The pandemic and further lockdowns posed a cruel dilemma for governments across the world – to save lives or livelihoods. It was unfortunate that more than six million people have died so far due to Covid. But the scientific and pharma communities have been exceptionally effective in delivering vaccines within just a year. It is phenomenal.
With regards to livelihoods, there has been a mixed bag of decisions. Different countries adopted different policies. Some worked, some didn’t. The labour markets all over the world have been oscillating and experiencing structural challenges – work from home, great resignation, demand for work-life balance, higher wage demand, labour shortages, increased bargaining power of workers, etc.

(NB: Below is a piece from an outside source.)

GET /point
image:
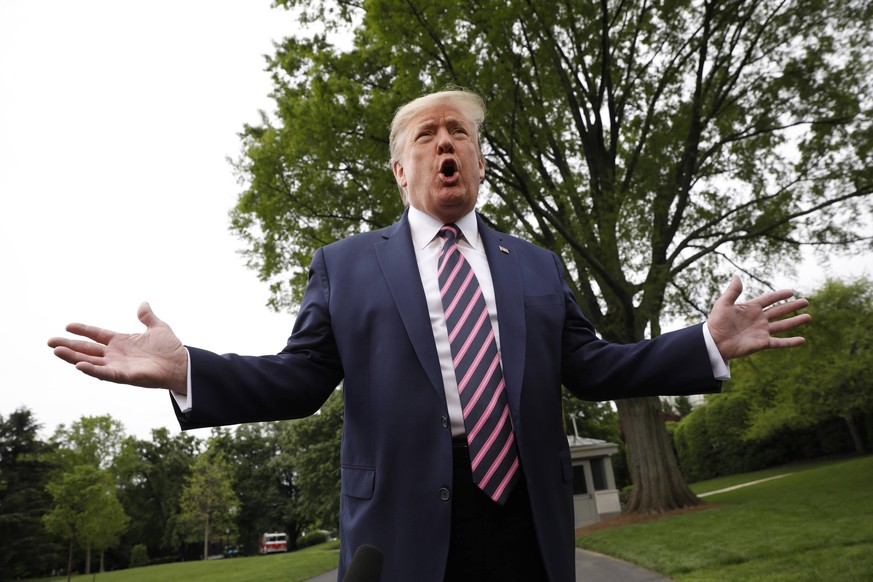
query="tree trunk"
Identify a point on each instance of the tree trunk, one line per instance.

Two years after the pandemic, it seems that unemployment is no more an exceptionally different problem. It doesn’t mean that the governments have solved it. But, at least, statistically, they have brought it down to the pre-Covid levels. Remember, the 20%+ unemployment rates during the initial days of lockdown? Most large countries don’t have that anymore, thanks to less lethal variants and stronger antibodies in our bodies.
The data from the below chart show that unemployment rates in most countries (both advanced and emerging economies) are now below the pre-Covid levels. India and China have maintained the pre-Covid level while the situation has worsened in Malaysia and Peru.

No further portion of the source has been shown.